パラ・スター <Side 百花>(集英社文庫)
パラ・スター <Side 宝良>(集英社文庫)
阿部暁子 著
自分を救ってくれた親友の宝良が交通事故で車いす生活になってしまい、そんな宝良を窮地から救い出すとともに、車いすエンジニアを目指す百花。
無愛想で愛嬌もないが、人一倍負けず嫌いで、百花との約束を胸に車いすテニスでのパラリンピック出場を目指して奮闘する宝良。
車いすテニスという競技を通して、二人の女性の成長と友情、仕事に対するやりがいや誇りを描いた物語です。
車いすエンジニアの百花、車いすテニスプレーヤーの宝良、それぞれの側面から描かれていて、読み応えがありました。
まず百花サイド。
ユーザーにとっては相棒とも言える存在である車いすの製作に情熱を燃やす藤沢製作所のエンジニアたちの仕事に対する熱い想いや、車イスを作ることに対する誇りに胸が打たれる場面が多かったです。
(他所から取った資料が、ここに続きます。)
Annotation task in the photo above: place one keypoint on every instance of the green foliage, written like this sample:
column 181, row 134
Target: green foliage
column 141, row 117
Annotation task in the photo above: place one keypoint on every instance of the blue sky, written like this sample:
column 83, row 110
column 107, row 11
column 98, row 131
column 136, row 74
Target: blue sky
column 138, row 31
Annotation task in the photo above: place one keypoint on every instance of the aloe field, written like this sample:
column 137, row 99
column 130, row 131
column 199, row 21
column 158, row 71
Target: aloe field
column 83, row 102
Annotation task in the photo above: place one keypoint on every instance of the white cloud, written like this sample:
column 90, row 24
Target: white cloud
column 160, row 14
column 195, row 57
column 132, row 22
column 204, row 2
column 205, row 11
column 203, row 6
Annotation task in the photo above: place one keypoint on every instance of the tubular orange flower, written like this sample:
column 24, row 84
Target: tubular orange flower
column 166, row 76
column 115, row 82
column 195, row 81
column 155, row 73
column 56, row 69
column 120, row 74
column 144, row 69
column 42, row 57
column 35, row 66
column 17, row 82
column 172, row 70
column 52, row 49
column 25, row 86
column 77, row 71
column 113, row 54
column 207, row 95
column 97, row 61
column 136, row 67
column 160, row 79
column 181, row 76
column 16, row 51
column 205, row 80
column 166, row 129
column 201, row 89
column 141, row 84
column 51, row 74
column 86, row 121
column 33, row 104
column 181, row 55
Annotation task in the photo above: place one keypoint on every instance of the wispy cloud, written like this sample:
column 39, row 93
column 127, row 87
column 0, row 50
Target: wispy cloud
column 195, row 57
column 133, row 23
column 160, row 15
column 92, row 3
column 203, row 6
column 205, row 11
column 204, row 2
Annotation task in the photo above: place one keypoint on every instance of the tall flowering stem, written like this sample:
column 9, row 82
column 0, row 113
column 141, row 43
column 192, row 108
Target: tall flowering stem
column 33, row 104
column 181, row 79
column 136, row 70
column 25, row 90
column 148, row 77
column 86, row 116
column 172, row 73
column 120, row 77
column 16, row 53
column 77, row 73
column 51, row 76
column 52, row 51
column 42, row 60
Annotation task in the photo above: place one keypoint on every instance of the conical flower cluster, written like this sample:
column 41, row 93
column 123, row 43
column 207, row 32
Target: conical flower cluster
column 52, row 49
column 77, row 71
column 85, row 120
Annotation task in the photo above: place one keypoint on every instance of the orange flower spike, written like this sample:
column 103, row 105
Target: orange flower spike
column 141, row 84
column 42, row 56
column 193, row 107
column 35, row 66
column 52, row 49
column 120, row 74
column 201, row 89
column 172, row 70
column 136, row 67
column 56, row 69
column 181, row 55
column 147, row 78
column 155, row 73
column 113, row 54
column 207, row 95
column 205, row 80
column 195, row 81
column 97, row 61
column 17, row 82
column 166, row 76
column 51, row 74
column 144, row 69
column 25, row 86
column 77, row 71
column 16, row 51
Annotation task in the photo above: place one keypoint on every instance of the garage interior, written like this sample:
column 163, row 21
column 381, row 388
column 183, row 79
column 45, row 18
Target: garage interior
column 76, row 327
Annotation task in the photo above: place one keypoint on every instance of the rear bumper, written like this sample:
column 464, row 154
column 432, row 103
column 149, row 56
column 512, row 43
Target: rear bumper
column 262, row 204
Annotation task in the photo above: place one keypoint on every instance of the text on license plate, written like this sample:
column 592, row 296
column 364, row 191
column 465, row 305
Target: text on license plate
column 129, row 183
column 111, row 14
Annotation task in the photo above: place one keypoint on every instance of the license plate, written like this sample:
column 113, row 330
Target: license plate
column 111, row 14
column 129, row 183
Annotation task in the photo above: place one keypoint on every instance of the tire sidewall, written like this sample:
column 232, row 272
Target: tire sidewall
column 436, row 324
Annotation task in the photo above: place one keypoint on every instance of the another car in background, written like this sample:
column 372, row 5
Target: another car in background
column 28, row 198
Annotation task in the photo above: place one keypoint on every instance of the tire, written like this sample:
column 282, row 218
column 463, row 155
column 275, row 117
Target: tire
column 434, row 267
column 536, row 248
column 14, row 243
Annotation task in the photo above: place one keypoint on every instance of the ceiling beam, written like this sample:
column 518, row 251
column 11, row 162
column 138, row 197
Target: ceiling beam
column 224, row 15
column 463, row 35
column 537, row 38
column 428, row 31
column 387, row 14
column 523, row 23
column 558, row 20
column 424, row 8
以下に、藤沢製作所の面々が話した中で印象に残った言葉を抜粋しました。
「ここにいいる俺たちはみんな立場は違うが、いい車いすを作りたい、それを使ってる人に笑ってもらいたいって気持ちは同じはずだ。必要としてる人がいるってんなら俺は職人として作りてえよ。最高の競技用車いすってやつを」
「仕事ってのは、人に集まるもんだからな。そいつがそれまでにやってきた過去の仕事が、次の仕事と人を連れてくるんだ。おまえもそういう仕事ができるやつになれ」
「ねえ、山路(百花)さん、時間がかかってはいけないの?仕事って、時間をかけて自分を育てていく行為でもあると私は思います。時間をかけなければ得られないものをひとつずつ手にして、懸命に磨いて、それを世の中へ還していく。仕事とはそういうものではないかしら」
そして、宝良サイド。
スランプに苦しみながらも、新しいコーチや車いすエンジニアとともに、車いすテニスに情熱を傾ける宝良の熱い戦いが見所でした。
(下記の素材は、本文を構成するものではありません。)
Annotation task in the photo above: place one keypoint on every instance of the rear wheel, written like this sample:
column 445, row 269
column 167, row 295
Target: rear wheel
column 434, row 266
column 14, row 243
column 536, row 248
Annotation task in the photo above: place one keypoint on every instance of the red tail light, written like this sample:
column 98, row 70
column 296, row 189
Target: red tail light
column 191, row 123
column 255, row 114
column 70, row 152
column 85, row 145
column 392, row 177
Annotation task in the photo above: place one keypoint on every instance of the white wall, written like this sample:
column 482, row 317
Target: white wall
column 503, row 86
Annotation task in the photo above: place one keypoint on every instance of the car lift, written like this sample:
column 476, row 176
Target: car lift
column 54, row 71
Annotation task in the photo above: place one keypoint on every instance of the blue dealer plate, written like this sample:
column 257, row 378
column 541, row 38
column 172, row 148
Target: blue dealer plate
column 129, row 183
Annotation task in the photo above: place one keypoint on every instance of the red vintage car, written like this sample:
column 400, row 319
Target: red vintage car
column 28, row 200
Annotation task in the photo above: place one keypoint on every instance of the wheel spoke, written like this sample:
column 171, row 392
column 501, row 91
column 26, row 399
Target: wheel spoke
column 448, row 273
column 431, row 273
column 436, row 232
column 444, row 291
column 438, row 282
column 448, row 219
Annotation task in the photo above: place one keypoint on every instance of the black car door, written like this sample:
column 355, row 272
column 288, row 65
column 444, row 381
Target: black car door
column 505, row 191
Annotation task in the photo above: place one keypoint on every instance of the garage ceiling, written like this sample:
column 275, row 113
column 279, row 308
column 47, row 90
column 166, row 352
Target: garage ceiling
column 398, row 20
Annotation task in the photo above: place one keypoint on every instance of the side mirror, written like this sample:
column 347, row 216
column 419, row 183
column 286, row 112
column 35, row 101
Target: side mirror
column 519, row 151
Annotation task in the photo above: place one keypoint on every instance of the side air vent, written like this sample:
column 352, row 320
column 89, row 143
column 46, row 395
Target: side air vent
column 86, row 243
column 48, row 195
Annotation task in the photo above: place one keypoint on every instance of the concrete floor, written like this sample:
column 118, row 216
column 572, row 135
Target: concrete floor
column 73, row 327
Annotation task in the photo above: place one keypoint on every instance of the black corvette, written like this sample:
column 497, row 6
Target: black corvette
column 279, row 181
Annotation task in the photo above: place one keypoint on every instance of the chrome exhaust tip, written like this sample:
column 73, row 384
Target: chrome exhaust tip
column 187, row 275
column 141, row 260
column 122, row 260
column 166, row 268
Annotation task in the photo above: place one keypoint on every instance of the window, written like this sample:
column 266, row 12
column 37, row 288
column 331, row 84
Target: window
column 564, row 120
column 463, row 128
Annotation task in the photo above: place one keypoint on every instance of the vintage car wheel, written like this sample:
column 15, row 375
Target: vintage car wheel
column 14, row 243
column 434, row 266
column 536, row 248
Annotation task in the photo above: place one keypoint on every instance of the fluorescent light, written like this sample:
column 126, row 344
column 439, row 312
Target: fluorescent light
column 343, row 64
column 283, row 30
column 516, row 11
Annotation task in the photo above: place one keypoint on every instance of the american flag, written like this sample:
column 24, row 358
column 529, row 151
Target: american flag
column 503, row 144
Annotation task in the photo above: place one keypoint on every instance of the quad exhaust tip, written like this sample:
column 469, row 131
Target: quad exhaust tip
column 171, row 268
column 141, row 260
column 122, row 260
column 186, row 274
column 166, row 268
「強いって、悩まないことでも、傷つかないことでもないんだと思う。それは、何度でも自分の弱さから立ち上がるってことなんだと思う」
自分が決して強くないことを知っている宝良が、自分と同じように車いすになってしまった小学生のみちるにかけた言葉は、宝良が自分自身に常にかけている言葉であり、自分を鼓舞するために必要な言葉なんだと思いました。
また、車いすテニス会の女王である七條玲が、車いすテニスに興味を持ってもらい、車いすでも普通にテニスができる世界を作っていこうと、ひたむきに頑張る姿も好きでした。
物語の終盤、宝良と百花が同じ場所に立つ機会が訪れるのですが、あえてお互いに声をかけず、全力で自分ができることをやる姿に、信頼関係が感じられました。
スポーツが好きな人には楽しめる内容だと思います。